Тогда же и разъяснилась причина столь долгой задержки с венчанием. Борис был весьма пристрастен к разного рода гаданиям, и вот когда-то кто-то напророчил ему, что правление его пройдет под знаком двух семерок. Долго ломал голову Борис над этим предсказанием темным и вот, как ему показалось, уразумел смысл потаенный, установил венчание на царство в первый день 7107 года. Ох уж мне эти пророчества! Тонкая это материя! Их ведь правильно понимать надобно и уж ни в коем случае не подгонять жизнь свою под приметы. Вот Борис попробовал подогнать, и что из этого вышло? Ничего хорошего! Оно, конечно, и без этого точно так же, нехорошо, получилось бы, потому что пророчество было яснее ясного: править Борису семь лет вместе с отцом и другие семь лет одному. Правда, ясность эта пришла только по прошествии этих самых, вторых семи лет, когда же Борис на царство венчался, такое и в голову никому прийти не могло, и Борису — первому.
Само венчание мне не понравилось. Борис не нуждался еще в одном свидетельстве его силы, поэтому провел все без надлежащей пышности и торжественности. И сам не раз нарушал благолепие церемонии всякими выходками ненужными. Вдруг посреди литургии воззвал громогласно к патриарху Иову: «Святый отче! Бог мне свидетель, что в царстве моем не будет ни сирого, ни бедного! — И, чуть подумав, прибавил: — Отдам и сию последнюю народу». Вероятно, он имел в виду рубашку, хотя почему же последнюю, да и держался он в этот момент рукой отнюдь не за ворот рубашки, а за бармы царские. Еще более двусмысленным вышел следующий его обет: «Клянусь щадить жизнь и кровь самых злостных преступников и единственно удалять их в пустыни сибирские, пусть там живут и плодятся!»
Скромность своего венчания Борис возместил пожалованиями народу: всем людям служивым приказал он выдать двойное жалованье, купцам русским подарил два года торговли беспошлинной, крестьян казенных освободил на год он всех податей. Впрочем, все это уже было при восшествии на престол отца его. Как и призывы к подьячим не брать подношений; к судьям — судить по закону; к наместникам — править без тягости. Как и смена половины людей приказных, уличенных в особо тяжких прегрешениях, и постановка на их место людей новых, несомненно лучших. Народ пресыщенный все эти объявления приветствовал вяло, с тем большим воодушевлением славил государя во время пира двенадцатидневного. Пир был недурен.

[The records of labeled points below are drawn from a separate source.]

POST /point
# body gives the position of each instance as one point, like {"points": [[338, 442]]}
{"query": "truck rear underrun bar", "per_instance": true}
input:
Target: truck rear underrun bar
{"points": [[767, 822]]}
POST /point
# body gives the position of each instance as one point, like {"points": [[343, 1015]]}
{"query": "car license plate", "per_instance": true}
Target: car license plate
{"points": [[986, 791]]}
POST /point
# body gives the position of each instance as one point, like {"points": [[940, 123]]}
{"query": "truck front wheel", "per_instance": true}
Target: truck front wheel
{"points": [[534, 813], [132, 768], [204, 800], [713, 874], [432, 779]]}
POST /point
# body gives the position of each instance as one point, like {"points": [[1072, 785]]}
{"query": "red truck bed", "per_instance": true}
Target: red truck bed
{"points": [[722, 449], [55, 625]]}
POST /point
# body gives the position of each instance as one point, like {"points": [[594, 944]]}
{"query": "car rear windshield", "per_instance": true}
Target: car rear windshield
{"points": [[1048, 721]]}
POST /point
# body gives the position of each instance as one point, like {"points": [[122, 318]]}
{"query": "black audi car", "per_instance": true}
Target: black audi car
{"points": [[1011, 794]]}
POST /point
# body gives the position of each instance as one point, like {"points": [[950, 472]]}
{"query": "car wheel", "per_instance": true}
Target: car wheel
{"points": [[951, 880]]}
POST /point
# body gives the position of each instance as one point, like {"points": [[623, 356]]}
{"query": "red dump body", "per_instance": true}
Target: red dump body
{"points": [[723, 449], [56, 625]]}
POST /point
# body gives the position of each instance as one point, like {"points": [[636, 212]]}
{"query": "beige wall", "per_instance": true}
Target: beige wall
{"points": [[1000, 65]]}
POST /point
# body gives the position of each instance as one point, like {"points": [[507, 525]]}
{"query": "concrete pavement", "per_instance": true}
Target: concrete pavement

Первые два года правления царя Бориса были замечательно хороши, в памяти моей они могут сравниться разве что с годами правления брата моего, но очарование тех давно минувших лет было связано в значительной мере с молодостью нашей и питалось больше надеждами на будущие великие свершения, теперь же мы наслаждались плодами свершенного.
Впрочем, были и свершения. Сберегая бумагу и время, не буду рассказывать обо всех деяниях царя Бориса, коснусь лишь того, что было мне ближе всего, что происходило на глазах моих, то есть разных изменений в Кремле Московском.
Уж сколько строили в годы предшествующие, теперь же строили втрое и по-другому. Борис Годунов был славный строитель, но, будучи человеком практическим, строил он в первую очередь для каких-нибудь нужд и только во вторую — для лепоты. Не было в нем размаха, не было величия, что неудивительно, ведь он не нашего роду. Царь же Борис именно о величии и думал, все, что он делал, должно было служить еще большему возвеличиванию и прославлению державы Русской. Все у него должно было быть самым большим, самым красивым, самым дорогим. Воплощал же эти идеи в жизнь все тот же Борис Годунов, я сколько раз говорил: ему, главное, правильно задачу поставить, дальше он горы свернет.
Приказами царь Борис так и сыпал, не в силах сдержать сей зуд ни при каких обстоятельствах. Вы помните, как Борис нарушал благолепие похорон царя Федора. Впоследствии выяснилось, что он распоряжался о закладке нового дворца царского. (Почему-то Борис не захотел переезжать в палаты отца своего и в ожидании постройки предпочитал ютиться в бывшем тереме царицы Арины, так что мы с княгинюшкой после тридцатипятилетнего перерыва вернулись в палаты наши старые.)
Самым заметным из строений царя Бориса была, конечно, колокольня, возведенная на место старой, названной в честь деда нашего, и по сей день именующаяся колокольней Ивана Великого, хотя Борис и написал горделиво на ней свое имя. Была эта башня самой высокой в мире и, верю, долго такой останется, ее золотая маковка указывала путникам путь в Москву на тридцать верст окрест, как маяк в окияне безбрежном.